So, Vrecaro, why don't you just buy the most expensive one and be done with it?


----------



## Dave KG (Feb 23, 2006)

spitfire said:


> If you go back to the OPs question, he points out he's only interested in looks. Now I don't own any of these waxes but *I'm 100% positive that if I lined up three cars with each wax on, no one would be able to tell the difference. *
> So, Vrecaro, why don't you just buy the most expensive one and be done with it?


I'm similarly positive  Although I have not used Crystal Rock out of these three, only the other two - Royale on my own car, felt very special applying it, but not convinced it looked any better than any other wax I have tried to be honest, nor did it last any better than say 476S, #16 or even its much lower priced sibling, Glasur.

But, I'm sure there's more to expensive waxes than simple on paper performance which is well beyond my comprehension  ... I'm going to head back to my polisher now


----------



## alxg (May 3, 2009)

^ Nicely put Dave, as always....


----------



## Alan W (May 11, 2006)

I've been fortunate enough to use Vintage and Royal and preferred the former.

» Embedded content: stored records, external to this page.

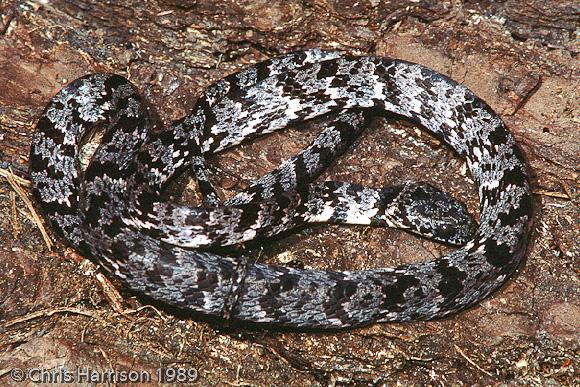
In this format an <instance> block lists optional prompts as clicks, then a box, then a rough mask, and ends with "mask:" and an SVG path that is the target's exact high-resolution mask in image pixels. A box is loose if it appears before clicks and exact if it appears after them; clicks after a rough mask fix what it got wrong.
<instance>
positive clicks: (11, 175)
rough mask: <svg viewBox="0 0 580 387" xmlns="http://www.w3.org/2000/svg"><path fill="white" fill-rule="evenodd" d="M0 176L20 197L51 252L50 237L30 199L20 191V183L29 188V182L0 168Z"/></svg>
mask: <svg viewBox="0 0 580 387" xmlns="http://www.w3.org/2000/svg"><path fill="white" fill-rule="evenodd" d="M0 176H4V177H5V178H6V180H8V184H10V186H11V187H12V189H13V190H14V192H16V193H17V194H18V196H19V197H20V199H22V201H23V202H24V204H26V207H27V208H28V211H30V214H31V215H32V220H33V221H34V223H36V226H37V227H38V229H39V230H40V233H41V234H42V238H43V239H44V243H46V246H47V247H48V249H49V250H52V247H53V246H54V245H53V243H52V241H51V240H50V236H49V235H48V232H46V229H45V228H44V225H43V224H42V220H40V217H39V216H38V214H37V213H36V210H35V209H34V206H33V205H32V202H31V201H30V199H28V196H26V193H24V191H23V190H22V187H21V186H20V182H21V181H22V182H27V183H28V186H30V182H29V181H28V180H25V179H22V178H20V177H18V176H16V175H15V174H13V173H12V171H10V170H6V169H2V168H0ZM23 185H24V184H23Z"/></svg>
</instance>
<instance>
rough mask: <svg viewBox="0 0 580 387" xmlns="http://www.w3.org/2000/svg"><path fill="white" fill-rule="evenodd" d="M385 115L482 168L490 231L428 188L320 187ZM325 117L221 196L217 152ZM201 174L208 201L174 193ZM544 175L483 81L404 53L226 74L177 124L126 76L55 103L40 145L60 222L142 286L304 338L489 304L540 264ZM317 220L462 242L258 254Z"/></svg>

Whilst they are very fine waxes, and the experience of using them is second to none IMHO, I've just bought some Collinite 476S to have a play with! :lol:

Deduce from that what you will! 

Alan W


----------



## badly_dubbed (Dec 11, 2008)

i have vintage and i prefer megs 16.

not joking either.


----------



## vrecaro (May 10, 2010)

I'd like to thank everyone who had given me their input on this subject matter. I also would like to thank those who had given me their thoughts via PM, unfortunately being the newbie in this forum I can't reply to PMs till I've reached a certain number of posts. 

As a result of the recommendations received, both on this forum and another, I've decided to forego Royale, and get both Vintage and Crystal Rock.


----------



## evotuning (Oct 16, 2009)

badly_dubbed said:


> i have vintage and i prefer megs 16.
> 
> not joking either.


seriously ?


----------



## badly_dubbed (Dec 11, 2008)

evotuning said:


> seriously ?


yea seriously


----------



## evotuning (Oct 16, 2009)

Just because Vintage is silly expensive and price can't justify results,or just Megs 16 simply performs better ?


----------